A responsibility to children in conflict

In the armed conflicts raging in the Middle East, children are increasingly becoming targets and not just "incidental casualties".

A 13-year-old boy tortured to death; a young girl with the side of her face blown off by a shotgun; and scores of other children killed by indiscriminate shelling of civilian areas. The atrocities taking place in Syria every day will make many observers want to turn away.

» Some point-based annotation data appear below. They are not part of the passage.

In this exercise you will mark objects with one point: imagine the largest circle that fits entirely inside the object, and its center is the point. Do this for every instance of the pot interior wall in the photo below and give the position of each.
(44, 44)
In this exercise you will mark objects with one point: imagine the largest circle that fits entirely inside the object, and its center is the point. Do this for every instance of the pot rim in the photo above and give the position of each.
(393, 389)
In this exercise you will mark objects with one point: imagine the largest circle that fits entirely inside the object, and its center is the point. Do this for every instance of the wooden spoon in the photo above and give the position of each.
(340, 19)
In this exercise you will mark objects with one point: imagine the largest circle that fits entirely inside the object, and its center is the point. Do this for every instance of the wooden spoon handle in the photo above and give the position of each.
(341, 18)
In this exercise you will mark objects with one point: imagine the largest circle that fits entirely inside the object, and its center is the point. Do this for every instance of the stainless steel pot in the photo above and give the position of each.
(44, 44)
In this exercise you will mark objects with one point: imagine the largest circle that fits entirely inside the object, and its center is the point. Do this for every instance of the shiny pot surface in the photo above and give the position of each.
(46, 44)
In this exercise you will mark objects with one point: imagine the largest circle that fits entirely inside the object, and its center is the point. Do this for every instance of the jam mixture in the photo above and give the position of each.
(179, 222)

On Monday, Syrian government forces pounded the neighbourhood of Karm El Zeytoun in Homs, killing at least 45 people; of those, 28 were children. Such incidents are now becoming the norm rather than the exception. Opposition groups claim that shabbiha - "thugs" that support the regime - have been systematically torturing anti-government protesters, forcing hundreds of families to flee. On Monday, news agencies released pictures of young children with their throats slit that supported even the worst rumours and allegations.

The ghosts of Srebrenica, where 8,000 Bosnian Muslim men and boys were killed in 1995, remind us that these acts are never forgotten.

It is not just Syrian children who are being targeted. On Sunday, a lone US soldier murdered 16 Afghan civilians in Kandahar, nine of whom were children. Washington argues this was the rogue act of a madman, but its war in Afghanistan - and drone strikes in Pakistan - have put children at increasing risk.

In Gaza, air strikes over the last week have claimed 25 lives, one of whom was a 12-year-old boy. As is often the case, Israel discounts the lives of Palestinian children as not worth protecting.

As we have said in these pages, state crimes against civilians, in particular against children, can only be justified by a fictional narrative that dehumanises the targets. The more horrific the deaths, the more that this delusion has to be maintained.

The "terrorist" refrain so often heard in Israel is now perversely the same language justifying the Syrian government's violence. We can only accept these are "armed terrorist gangs" if we believe small children are terrorists.

Accurate figures for child deaths in war are almost impossible to gather. According to Unicef, children are increasingly becoming targets and not just "incidental casualties".

In this unrest in the Middle East, it is children who are most vulnerable. It is the responsibility of observers not to turn away - but to insist that murderers of children be held accountable for what they are.